The following can be attributed to Professor Gerber: 

 

“Thailand has become the first country in South-East Asia to allow same sex couples to marry, and only the second in Asia (after Taiwan). This change in law was possible after last year's election which saw the decade-long military government replaced by a more progressive, democratic coalition government. The new Prime Minister, Srettha Thavisin, has been an advocate for the rights of LGBTIQA+ people and the legalisation of marriage equality has been welcomed by the LGBTIQA+ community.

 

“Being allowed to marry will make life much easier for same sex couples in Thailand. Not only will they now be able to have their relationships publicly celebrated and legally recognised, they will also be able to access services previously denied to them.
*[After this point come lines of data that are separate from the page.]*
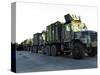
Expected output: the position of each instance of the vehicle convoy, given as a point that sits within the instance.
(70, 38)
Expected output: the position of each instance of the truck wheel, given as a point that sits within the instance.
(43, 50)
(47, 50)
(53, 50)
(92, 52)
(78, 51)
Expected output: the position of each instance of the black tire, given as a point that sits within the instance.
(68, 53)
(53, 50)
(92, 52)
(78, 51)
(43, 50)
(47, 50)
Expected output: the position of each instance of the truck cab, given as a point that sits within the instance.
(78, 40)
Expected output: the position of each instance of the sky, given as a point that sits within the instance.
(34, 17)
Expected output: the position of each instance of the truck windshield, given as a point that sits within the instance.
(77, 26)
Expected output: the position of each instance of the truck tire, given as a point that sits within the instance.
(47, 50)
(53, 50)
(92, 52)
(78, 51)
(43, 50)
(67, 53)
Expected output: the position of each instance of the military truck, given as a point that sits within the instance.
(70, 38)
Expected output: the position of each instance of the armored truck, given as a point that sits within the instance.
(69, 38)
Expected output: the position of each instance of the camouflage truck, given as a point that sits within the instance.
(70, 38)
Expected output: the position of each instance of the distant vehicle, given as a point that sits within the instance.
(70, 38)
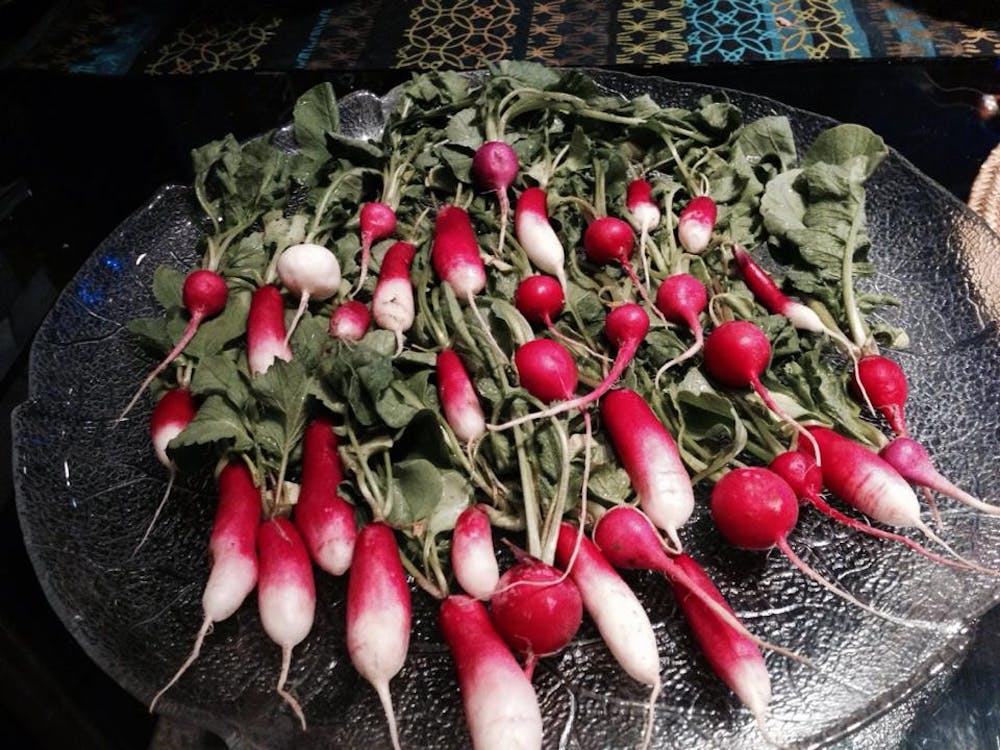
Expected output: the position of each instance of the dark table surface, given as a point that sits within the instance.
(78, 154)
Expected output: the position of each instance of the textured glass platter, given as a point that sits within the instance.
(86, 492)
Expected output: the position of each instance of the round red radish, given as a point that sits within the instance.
(546, 370)
(539, 299)
(536, 609)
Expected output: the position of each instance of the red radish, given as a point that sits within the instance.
(755, 509)
(473, 559)
(266, 334)
(233, 550)
(910, 459)
(733, 656)
(392, 300)
(736, 354)
(324, 519)
(495, 167)
(310, 271)
(535, 234)
(204, 295)
(455, 253)
(806, 479)
(885, 383)
(536, 609)
(626, 327)
(682, 299)
(286, 595)
(377, 221)
(615, 610)
(459, 401)
(378, 614)
(696, 224)
(350, 321)
(644, 215)
(650, 457)
(501, 708)
(172, 413)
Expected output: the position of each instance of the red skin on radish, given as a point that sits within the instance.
(546, 370)
(650, 458)
(696, 224)
(378, 613)
(473, 559)
(324, 519)
(501, 708)
(286, 594)
(350, 321)
(455, 253)
(266, 330)
(459, 401)
(536, 610)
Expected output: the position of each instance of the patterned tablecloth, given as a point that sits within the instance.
(115, 37)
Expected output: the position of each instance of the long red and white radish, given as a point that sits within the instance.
(324, 519)
(286, 595)
(376, 222)
(616, 611)
(378, 614)
(501, 708)
(473, 559)
(392, 300)
(911, 460)
(682, 298)
(459, 402)
(233, 550)
(494, 168)
(266, 335)
(204, 295)
(696, 224)
(755, 509)
(651, 459)
(172, 413)
(536, 236)
(736, 354)
(350, 321)
(311, 272)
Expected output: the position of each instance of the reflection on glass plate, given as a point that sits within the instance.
(86, 491)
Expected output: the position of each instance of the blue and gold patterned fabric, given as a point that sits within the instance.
(115, 37)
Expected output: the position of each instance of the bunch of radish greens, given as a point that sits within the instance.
(490, 356)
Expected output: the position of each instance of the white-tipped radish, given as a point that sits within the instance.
(309, 271)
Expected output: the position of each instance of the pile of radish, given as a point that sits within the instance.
(403, 385)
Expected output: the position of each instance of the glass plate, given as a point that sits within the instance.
(86, 491)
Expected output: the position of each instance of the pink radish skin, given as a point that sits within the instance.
(233, 550)
(696, 224)
(487, 669)
(204, 295)
(885, 383)
(376, 222)
(286, 595)
(378, 614)
(650, 458)
(172, 413)
(266, 330)
(536, 610)
(459, 401)
(324, 519)
(682, 299)
(350, 321)
(736, 354)
(392, 300)
(455, 253)
(535, 234)
(473, 559)
(911, 460)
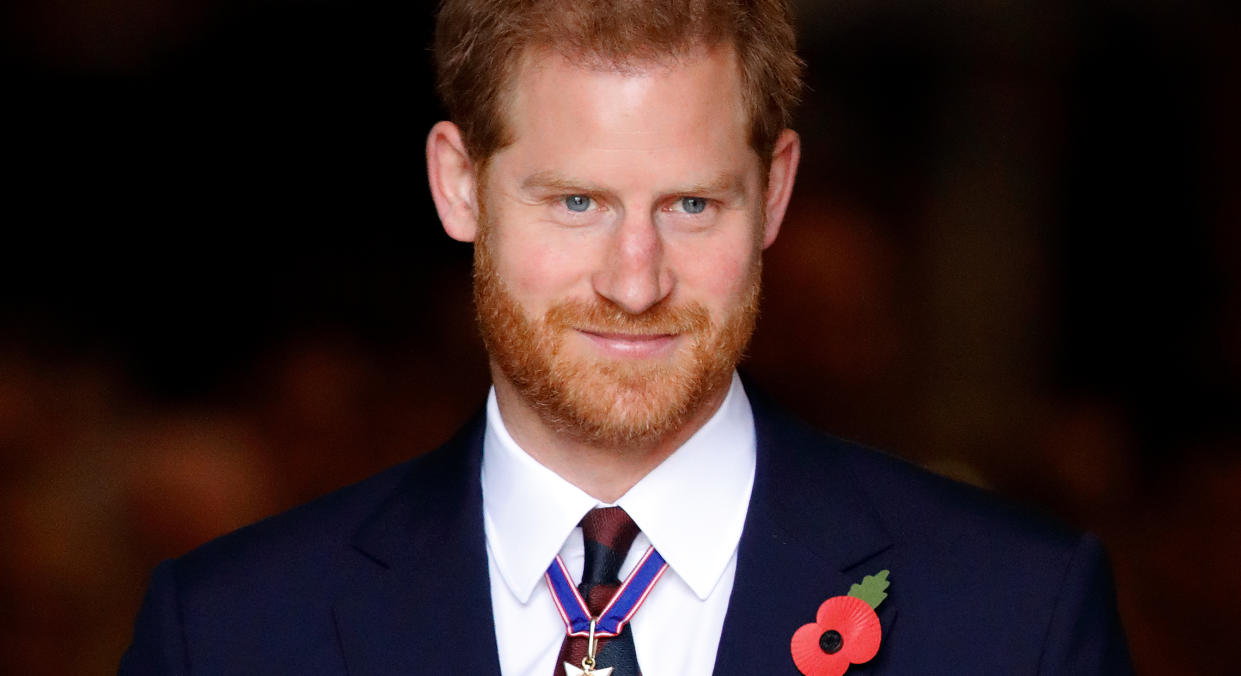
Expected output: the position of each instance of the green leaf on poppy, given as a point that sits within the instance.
(871, 588)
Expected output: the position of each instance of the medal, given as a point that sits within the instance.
(588, 660)
(621, 608)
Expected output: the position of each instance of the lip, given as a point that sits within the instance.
(631, 345)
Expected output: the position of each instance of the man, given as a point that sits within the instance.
(619, 168)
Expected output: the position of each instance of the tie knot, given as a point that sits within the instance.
(607, 533)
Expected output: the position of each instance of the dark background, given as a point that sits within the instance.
(1012, 257)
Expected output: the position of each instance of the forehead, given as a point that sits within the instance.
(693, 99)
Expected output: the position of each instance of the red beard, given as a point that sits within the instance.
(617, 403)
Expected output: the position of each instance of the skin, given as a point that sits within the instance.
(640, 145)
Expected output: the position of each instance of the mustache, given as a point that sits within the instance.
(603, 316)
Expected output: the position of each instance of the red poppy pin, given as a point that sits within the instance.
(845, 631)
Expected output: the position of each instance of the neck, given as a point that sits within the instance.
(602, 471)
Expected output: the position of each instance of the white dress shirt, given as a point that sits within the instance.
(691, 507)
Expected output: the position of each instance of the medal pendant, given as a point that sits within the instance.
(570, 670)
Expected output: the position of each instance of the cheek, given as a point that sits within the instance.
(540, 269)
(717, 274)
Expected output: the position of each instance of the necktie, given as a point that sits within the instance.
(607, 533)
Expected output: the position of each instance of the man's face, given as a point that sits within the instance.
(619, 243)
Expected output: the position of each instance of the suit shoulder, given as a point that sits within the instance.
(918, 506)
(304, 533)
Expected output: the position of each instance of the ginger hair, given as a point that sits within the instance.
(480, 44)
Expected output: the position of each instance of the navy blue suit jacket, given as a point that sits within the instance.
(390, 576)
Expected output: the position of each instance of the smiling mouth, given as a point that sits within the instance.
(631, 345)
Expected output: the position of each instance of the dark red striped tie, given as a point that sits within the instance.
(607, 532)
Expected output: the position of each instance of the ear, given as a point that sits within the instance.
(451, 174)
(779, 182)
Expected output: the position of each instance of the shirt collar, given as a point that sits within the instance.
(691, 506)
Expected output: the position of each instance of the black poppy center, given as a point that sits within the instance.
(832, 641)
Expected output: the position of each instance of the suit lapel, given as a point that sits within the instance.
(426, 584)
(809, 535)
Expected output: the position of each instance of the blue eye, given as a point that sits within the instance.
(693, 205)
(577, 202)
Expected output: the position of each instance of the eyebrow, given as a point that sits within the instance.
(725, 184)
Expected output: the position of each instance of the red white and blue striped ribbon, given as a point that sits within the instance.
(619, 609)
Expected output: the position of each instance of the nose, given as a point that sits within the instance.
(632, 273)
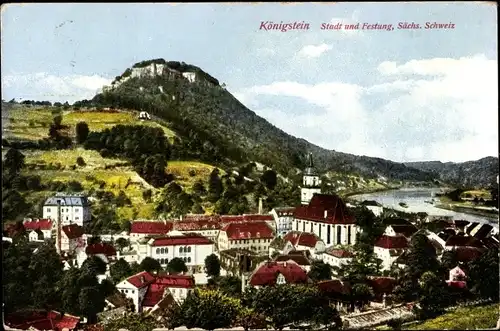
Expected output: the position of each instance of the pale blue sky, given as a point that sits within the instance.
(328, 87)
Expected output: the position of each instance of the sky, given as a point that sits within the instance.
(402, 94)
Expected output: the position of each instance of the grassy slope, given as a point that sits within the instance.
(32, 123)
(468, 318)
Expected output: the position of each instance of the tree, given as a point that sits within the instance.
(122, 243)
(82, 132)
(269, 179)
(212, 265)
(14, 161)
(120, 270)
(209, 310)
(320, 271)
(176, 265)
(46, 270)
(149, 264)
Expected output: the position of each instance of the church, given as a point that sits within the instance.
(324, 215)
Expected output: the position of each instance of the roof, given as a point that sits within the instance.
(464, 241)
(141, 279)
(188, 239)
(253, 230)
(73, 231)
(483, 231)
(321, 204)
(334, 286)
(67, 200)
(100, 248)
(193, 224)
(302, 238)
(392, 242)
(338, 253)
(42, 320)
(117, 299)
(381, 284)
(150, 227)
(38, 224)
(267, 273)
(404, 229)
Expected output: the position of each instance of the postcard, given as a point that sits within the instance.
(250, 166)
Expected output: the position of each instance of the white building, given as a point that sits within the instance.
(191, 247)
(73, 209)
(336, 257)
(327, 217)
(38, 230)
(389, 248)
(283, 217)
(311, 184)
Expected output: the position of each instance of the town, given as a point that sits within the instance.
(372, 265)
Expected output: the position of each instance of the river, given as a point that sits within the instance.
(415, 199)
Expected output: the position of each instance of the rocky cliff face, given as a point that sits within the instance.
(481, 173)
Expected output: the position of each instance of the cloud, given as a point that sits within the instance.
(430, 109)
(314, 51)
(43, 86)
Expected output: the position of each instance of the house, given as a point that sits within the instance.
(336, 257)
(71, 237)
(302, 258)
(190, 247)
(38, 230)
(327, 217)
(388, 248)
(141, 229)
(296, 240)
(68, 208)
(311, 183)
(176, 285)
(462, 241)
(231, 260)
(248, 218)
(376, 208)
(207, 226)
(283, 217)
(273, 273)
(254, 236)
(42, 320)
(135, 288)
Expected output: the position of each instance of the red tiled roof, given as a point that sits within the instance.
(339, 253)
(464, 241)
(334, 286)
(391, 242)
(302, 238)
(153, 227)
(336, 211)
(382, 284)
(42, 320)
(196, 225)
(100, 248)
(73, 231)
(141, 279)
(252, 230)
(188, 239)
(268, 273)
(43, 224)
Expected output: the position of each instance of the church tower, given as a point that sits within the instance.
(311, 183)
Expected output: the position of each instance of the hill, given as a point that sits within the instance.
(476, 174)
(221, 128)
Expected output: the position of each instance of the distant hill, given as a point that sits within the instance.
(479, 173)
(219, 126)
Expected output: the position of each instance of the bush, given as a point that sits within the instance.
(80, 161)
For example, producing a marriage certificate is a prerequisite to accessing fertility services such as IVF.

 

“However, there is still more that needs to be done to protect the human rights of LGBTIQA+ people in Thailand, including making it easier for trans people to amend their gender on official documents and enacting laws that prohibit discrimination on the basis of sexual orientation, gender identity and sex characteristics.

 

“It is always hard to be the 'first'. Thailand is to be congratulated for being the first South-East Asian nation to enact this reform. They have made it easier for other countries in the region to now follow suit. Vietnam and the Philippines have both been considering this issue, and Thailand's leadership may embolden them to similarly recognise same sex marriages.

 

“While Thailand's reforms are welcome, it is important to remember that it is not all rainbows and lollipops for LGBTIQA+ people in South-East Asia. Malaysia, Myanmar and Brunei all still criminalise consensual same sex sexual conduct, and in late 2022, Indonesia enacted a new Criminal Code that makes all consensual sex outside of marriage a criminal offence. There is still much work to be done before the human rights of LGBTIQA+ people are respected and protected and they can live their lives in dignity and equality.”